Silver and Mourning Weddings

Reading time: 2 minutes

Topic: Reflexion

Author: Rafael

Date: 2023-06-09

Because Jehovah called you as a forsaken and sorrowful woman in spirit, and as a wife of youth who is rejected, said your God. Isaiah 54:6

It was a silver wedding anniversary. Twenty-five years of a blissful married life. A quarter of a century living together, united, bound by strong bonds of love, companionship, and faithfulness. Neil and Brenda Janson from Hayes, England, wanted to celebrate their silver wedding anniversary in the same chapel where they had gotten married twenty-five years ago, in front of the same clergyman and witnesses. But when Neil, the husband, repeated the Pastor's words and thus renewed his vows of eternal love, something happened that bewildered everyone. At that moment, he suffered a heart attack that ended his life. He died while holding his wife's hand. Friends and relatives dubbed the occasion "silver wedding and mourning."

One wonders: Why does a man still young have to die precisely on the day he celebrates twenty-five years of marriage? Twenty-five years of marriage lived in love, faithfulness, and companionship are a tremendous blessing, and to end one's life there, having enjoyed a happy marriage, is a failure in the sense that it is both a tragic event and an adverse outcome.
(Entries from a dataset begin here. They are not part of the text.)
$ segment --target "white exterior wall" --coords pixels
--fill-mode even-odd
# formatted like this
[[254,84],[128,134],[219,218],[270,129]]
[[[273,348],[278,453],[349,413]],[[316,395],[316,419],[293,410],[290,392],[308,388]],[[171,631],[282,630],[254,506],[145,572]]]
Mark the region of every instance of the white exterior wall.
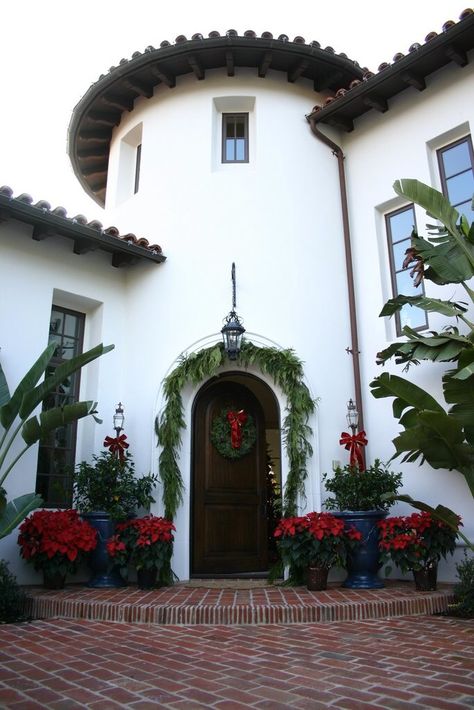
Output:
[[[388,460],[394,451],[391,441],[400,430],[392,417],[393,399],[374,399],[369,388],[372,379],[384,371],[375,363],[377,352],[396,339],[395,320],[378,317],[392,297],[384,214],[408,204],[395,194],[392,185],[397,179],[417,178],[441,189],[436,149],[472,134],[474,104],[469,97],[473,93],[472,62],[462,69],[453,65],[428,77],[423,92],[407,89],[389,102],[386,113],[371,111],[356,122],[352,133],[339,136],[346,156],[369,460]],[[426,235],[425,225],[433,219],[416,207],[416,220],[419,233]],[[426,281],[425,289],[435,298],[466,300],[464,291],[458,289],[456,294],[452,286],[438,287]],[[446,319],[436,314],[428,314],[428,318],[430,329],[440,330],[446,324]],[[441,394],[444,369],[441,364],[426,363],[411,367],[406,375],[394,363],[385,366],[389,372],[416,379],[434,396]],[[404,493],[452,508],[463,516],[465,534],[474,537],[473,499],[461,474],[428,465],[401,465],[399,459],[393,468],[403,471]],[[413,509],[400,504],[394,510],[406,513]],[[450,567],[452,572],[452,563]],[[441,578],[450,574],[445,565],[440,571]]]
[[[115,406],[126,396],[123,273],[110,265],[109,255],[77,256],[72,252],[72,241],[51,237],[37,242],[31,232],[30,226],[19,222],[0,224],[2,368],[13,394],[48,344],[52,304],[86,313],[84,350],[100,342],[115,344],[114,350],[89,364],[81,374],[81,399],[98,400],[103,419],[102,425],[92,417],[78,425],[76,459],[90,460],[102,449],[104,436],[113,433]],[[4,486],[8,500],[35,490],[37,455],[35,445],[7,477]],[[19,582],[40,580],[32,565],[20,558],[17,537],[14,532],[0,540],[0,559],[10,561],[10,570]]]
[[[236,263],[237,312],[253,342],[293,348],[307,384],[320,398],[311,421],[309,508],[320,505],[320,471],[340,458],[338,435],[354,395],[337,164],[305,119],[316,101],[309,84],[238,69],[178,80],[136,102],[116,129],[110,154],[107,211],[123,230],[162,245],[156,275],[130,270],[128,348],[140,344],[146,377],[129,368],[128,433],[150,450],[153,432],[141,412],[163,406],[160,383],[182,352],[217,342],[231,307]],[[217,99],[217,101],[215,101]],[[248,164],[220,163],[217,106],[250,110]],[[140,129],[136,127],[140,126]],[[131,131],[142,134],[140,189],[123,200],[121,151]],[[131,134],[133,136],[133,133]],[[126,163],[130,170],[133,161]],[[130,181],[128,182],[130,188]],[[130,194],[131,190],[129,190]],[[133,314],[133,317],[132,317]],[[143,372],[143,370],[142,370]],[[268,383],[273,389],[273,382]],[[278,393],[277,393],[278,394]],[[189,481],[193,395],[185,401],[182,474]],[[281,403],[284,413],[285,404]],[[134,423],[137,426],[134,426]],[[152,466],[158,452],[152,445]],[[189,486],[187,486],[189,490]],[[157,507],[157,510],[159,508]],[[174,569],[188,574],[189,501],[178,516]]]

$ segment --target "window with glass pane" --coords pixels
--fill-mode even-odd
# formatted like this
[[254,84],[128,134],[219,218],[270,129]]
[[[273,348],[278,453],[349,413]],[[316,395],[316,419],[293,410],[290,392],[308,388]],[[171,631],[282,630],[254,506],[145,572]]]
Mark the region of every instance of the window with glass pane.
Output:
[[438,150],[439,170],[443,193],[460,214],[474,219],[474,156],[470,136],[461,138]]
[[[400,210],[385,215],[387,227],[388,248],[390,255],[390,271],[392,276],[392,290],[395,296],[421,296],[424,287],[413,286],[410,268],[403,268],[406,250],[411,246],[411,233],[416,227],[415,210],[413,205],[402,207]],[[395,314],[397,335],[401,335],[402,328],[409,326],[414,330],[423,330],[428,327],[425,311],[421,308],[405,305]]]
[[[55,368],[82,352],[85,316],[83,313],[53,306],[49,342],[56,344],[46,369],[46,377]],[[77,402],[80,373],[70,375],[43,401],[43,410]],[[71,473],[76,453],[76,423],[49,432],[39,442],[36,492],[50,508],[68,508],[72,504]]]
[[222,114],[222,162],[248,163],[248,113]]

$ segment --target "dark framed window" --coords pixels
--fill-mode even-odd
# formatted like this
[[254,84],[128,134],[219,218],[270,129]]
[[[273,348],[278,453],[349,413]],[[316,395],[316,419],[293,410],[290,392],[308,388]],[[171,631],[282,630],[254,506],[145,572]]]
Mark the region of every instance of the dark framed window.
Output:
[[[46,377],[65,360],[82,353],[85,315],[53,306],[49,342],[56,343]],[[43,401],[43,410],[79,399],[80,371],[75,372]],[[50,432],[39,442],[36,492],[49,508],[69,508],[72,504],[72,470],[76,454],[75,422]]]
[[460,214],[472,221],[474,194],[474,155],[471,136],[461,138],[438,150],[443,194]]
[[248,113],[222,114],[222,162],[249,162]]
[[135,153],[135,181],[133,184],[133,194],[136,195],[140,187],[140,166],[142,162],[142,144],[137,145]]
[[[416,227],[413,205],[408,205],[386,214],[385,224],[394,297],[424,295],[423,284],[415,288],[413,279],[410,276],[411,269],[403,268],[405,252],[411,246],[411,233],[413,228]],[[428,327],[426,312],[421,310],[421,308],[409,305],[403,306],[401,311],[395,314],[395,319],[397,335],[401,335],[402,328],[406,325],[414,330],[423,330]]]

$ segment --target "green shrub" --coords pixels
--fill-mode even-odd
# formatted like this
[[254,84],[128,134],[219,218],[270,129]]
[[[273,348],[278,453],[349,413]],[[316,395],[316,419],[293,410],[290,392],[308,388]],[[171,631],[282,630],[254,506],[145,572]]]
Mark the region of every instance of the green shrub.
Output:
[[389,471],[379,459],[360,471],[357,466],[340,466],[331,477],[323,474],[327,491],[333,498],[324,502],[326,510],[388,510],[393,500],[384,495],[395,495],[402,485],[402,474]]
[[450,609],[454,616],[474,618],[474,557],[464,553],[464,560],[456,565],[459,582],[454,587],[455,606]]
[[10,573],[5,560],[0,560],[0,624],[26,621],[26,595]]

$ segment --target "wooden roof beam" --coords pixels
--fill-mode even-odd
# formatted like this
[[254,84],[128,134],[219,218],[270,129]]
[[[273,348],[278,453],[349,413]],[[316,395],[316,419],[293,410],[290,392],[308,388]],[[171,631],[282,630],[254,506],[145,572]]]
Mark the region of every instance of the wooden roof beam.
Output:
[[153,96],[153,87],[146,86],[134,76],[131,76],[128,79],[122,79],[122,83],[127,89],[131,89],[136,94],[144,96],[146,99],[151,99]]
[[112,131],[106,129],[86,129],[83,128],[79,133],[81,143],[110,143]]
[[115,266],[117,269],[121,266],[136,264],[138,261],[139,259],[133,254],[124,254],[123,252],[114,252],[112,254],[112,266]]
[[258,65],[258,75],[262,79],[267,75],[267,71],[269,70],[270,65],[272,63],[272,58],[273,55],[271,52],[265,52],[262,61]]
[[103,158],[105,156],[105,150],[102,146],[95,146],[94,148],[81,148],[77,151],[77,157],[81,160],[87,160],[88,158]]
[[300,78],[302,73],[308,68],[309,62],[303,59],[299,64],[297,64],[291,71],[288,72],[288,81],[293,84],[297,79]]
[[190,54],[187,57],[187,60],[188,60],[189,66],[191,67],[191,69],[193,70],[193,72],[196,76],[196,79],[199,79],[199,81],[202,81],[202,79],[204,79],[206,75],[205,75],[204,69],[202,68],[201,64],[198,62],[198,60],[196,59],[194,54]]
[[422,76],[418,76],[414,74],[411,71],[404,71],[402,74],[400,74],[400,78],[402,81],[405,82],[405,84],[408,84],[408,86],[413,86],[414,89],[418,89],[418,91],[423,91],[426,89],[426,81]]
[[120,123],[120,113],[112,113],[111,111],[90,111],[88,118],[93,123],[102,126],[118,126]]
[[160,67],[156,65],[154,67],[150,67],[150,70],[153,76],[156,76],[156,78],[159,79],[162,84],[165,84],[168,89],[174,89],[174,87],[176,86],[175,76],[170,76],[169,74],[166,74],[166,72],[162,71]]
[[123,111],[131,111],[133,108],[133,101],[121,98],[120,96],[103,96],[102,103],[111,109],[120,111],[121,113],[123,113]]
[[96,251],[99,244],[92,239],[74,239],[74,254],[87,254],[90,251]]
[[227,76],[234,76],[235,75],[234,53],[231,52],[230,49],[226,50],[225,63],[227,66]]
[[334,72],[332,74],[320,74],[316,76],[313,82],[313,88],[315,91],[324,91],[325,89],[330,89],[334,86],[341,88],[341,83],[344,77],[342,72]]
[[363,101],[366,106],[370,106],[370,108],[380,111],[380,113],[388,111],[388,103],[381,96],[365,96]]
[[456,49],[453,45],[446,47],[446,56],[453,62],[456,62],[460,67],[465,67],[468,63],[467,53],[462,49]]
[[103,175],[107,172],[107,163],[102,162],[98,165],[91,165],[87,168],[82,168],[82,174],[87,175],[87,177],[92,177],[93,175]]
[[346,133],[350,133],[354,130],[354,122],[351,119],[343,118],[342,116],[331,116],[331,119],[330,121],[328,120],[328,123],[331,126],[334,126],[334,128],[338,128],[339,130],[345,131]]

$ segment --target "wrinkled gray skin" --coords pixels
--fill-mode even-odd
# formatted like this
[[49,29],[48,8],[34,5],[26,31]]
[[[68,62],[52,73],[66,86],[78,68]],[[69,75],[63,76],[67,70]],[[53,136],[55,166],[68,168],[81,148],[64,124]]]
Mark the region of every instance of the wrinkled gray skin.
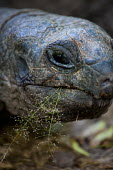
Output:
[[48,117],[38,108],[52,94],[59,98],[54,116],[61,121],[105,113],[113,98],[111,37],[84,19],[1,9],[1,112]]

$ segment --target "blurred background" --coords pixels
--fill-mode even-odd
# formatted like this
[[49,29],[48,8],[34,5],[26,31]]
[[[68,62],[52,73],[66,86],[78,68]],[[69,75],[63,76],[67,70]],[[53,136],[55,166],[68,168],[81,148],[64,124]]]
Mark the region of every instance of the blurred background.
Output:
[[113,37],[113,0],[0,0],[0,6],[39,8],[86,18],[103,27]]

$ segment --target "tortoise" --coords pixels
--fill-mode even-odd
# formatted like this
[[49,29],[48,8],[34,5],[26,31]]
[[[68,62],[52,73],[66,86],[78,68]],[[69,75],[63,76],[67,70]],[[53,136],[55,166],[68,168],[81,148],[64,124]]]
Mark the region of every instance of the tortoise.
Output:
[[56,108],[55,119],[69,122],[108,110],[113,43],[102,28],[37,9],[1,8],[0,16],[1,113],[45,119]]

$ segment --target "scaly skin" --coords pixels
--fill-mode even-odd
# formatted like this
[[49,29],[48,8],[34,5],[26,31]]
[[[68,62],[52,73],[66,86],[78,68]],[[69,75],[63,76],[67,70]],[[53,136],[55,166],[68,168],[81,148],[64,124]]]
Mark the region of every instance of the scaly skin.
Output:
[[[96,118],[113,98],[111,37],[84,19],[35,9],[0,10],[0,103],[14,115],[55,94],[61,121]],[[55,102],[50,97],[52,107]]]

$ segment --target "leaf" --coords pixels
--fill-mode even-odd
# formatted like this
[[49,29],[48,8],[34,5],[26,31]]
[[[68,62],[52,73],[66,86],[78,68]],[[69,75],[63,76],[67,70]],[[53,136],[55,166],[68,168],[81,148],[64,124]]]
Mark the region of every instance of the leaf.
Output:
[[74,139],[71,139],[71,144],[72,144],[72,148],[74,151],[76,151],[84,156],[90,156],[90,153],[88,153],[83,148],[81,148],[80,145],[78,144],[78,142],[75,141]]

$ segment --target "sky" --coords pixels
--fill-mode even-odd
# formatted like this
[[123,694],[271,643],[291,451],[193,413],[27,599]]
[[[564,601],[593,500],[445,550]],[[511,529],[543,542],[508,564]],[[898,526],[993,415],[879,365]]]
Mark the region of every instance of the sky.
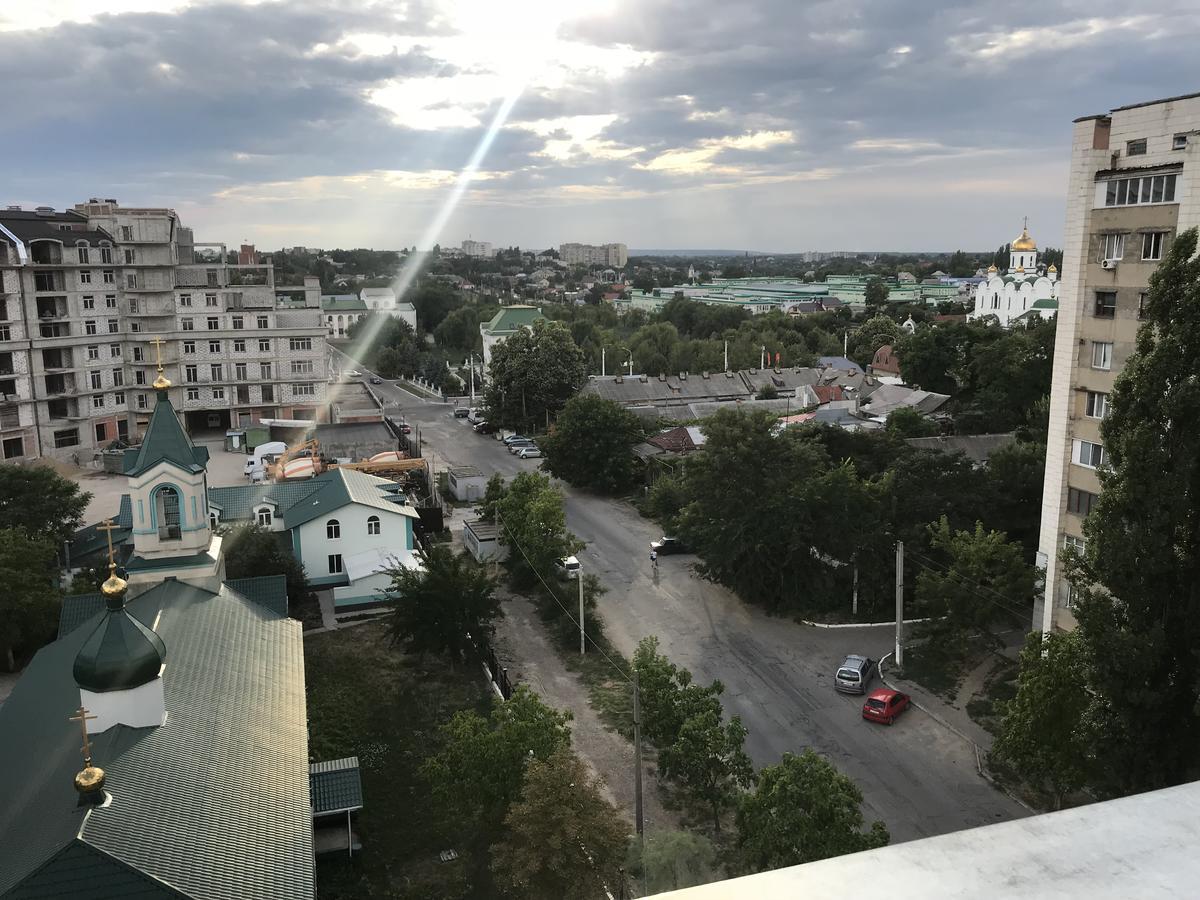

However, a thousand times more failure than a heart attack is the destruction of a home, regardless of the length of time it has endured. We consider it divine injustice that a marriage that was going well, with no fights and filled with peace, experienced a sudden forced separation. Nevertheless, that is not failure. Failure is not considering the sacredness of vows. Failure is lacking patience in marriage. Failure is being irreverent and disrespectful to one's spouse. Failure is cutting off communication and closing the door of the heart. Failure is being unfaithful, cheating on one's spouse, committing adultery, thus disregarding the vows of honor and mutual fidelity. That is failure.

The quality of our life is not determined by the years. Happiness, peace, and success in marriage are the result of mutual surrender, reciprocal submission, sacrifice, and love. These virtues do not respond to fleeting emotions but to a decision: to consider our vows sacred and to wholeheartedly love the person God has given us until death do us part.

With Christ in our lives and in our marriage, we can have that prize. Let us make Him our owner and Lord. He will not only give our marriage many years of endurance but also strong feelings of love.